Before turning homeward they paused at a little headland. The waves, crested with foam, broke against this in rollicking tumbled masses. There was a breeze fresh enough to ruffle the sea surface, so that the waves stretching out to the vast horizon curled here and there into foam, and broke on the shore with a long-drawn shuddering cadence, which was momentarily lost, and yet rose again, making itself distinct from the deeper symphony of the multitudinous waters far off. There were voices in the sea that morning which made Stella's heart beat as if she were listening to passionate music.

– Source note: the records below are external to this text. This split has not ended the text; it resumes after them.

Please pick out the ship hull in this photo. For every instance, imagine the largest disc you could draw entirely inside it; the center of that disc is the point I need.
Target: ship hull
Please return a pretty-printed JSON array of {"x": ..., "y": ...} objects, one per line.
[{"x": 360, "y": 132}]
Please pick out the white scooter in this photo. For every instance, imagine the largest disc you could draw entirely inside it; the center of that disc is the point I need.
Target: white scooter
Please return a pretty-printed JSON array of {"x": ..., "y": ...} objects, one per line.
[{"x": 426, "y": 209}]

Singly and near at hand the waves lisped and prattled; but altogether and far off, what solemn and terrible strength, what possibilities of sudden irretrievable shipwreck! Did they symbolize the Mount Tabors and Gehennas that darkly lurk within the human soul—its inappeasable longing for happiness—its certainty of storms and sorrows?

'A few moments here are worth a month of stupid Melbourne drawing-rooms, incessantly mimicking other mimicries,' said Stella, taking off her hat, so that the ozone-laden breeze might sweep away the tags and knots of tiresome thoughts that would thrust themselves between her and the sunshine.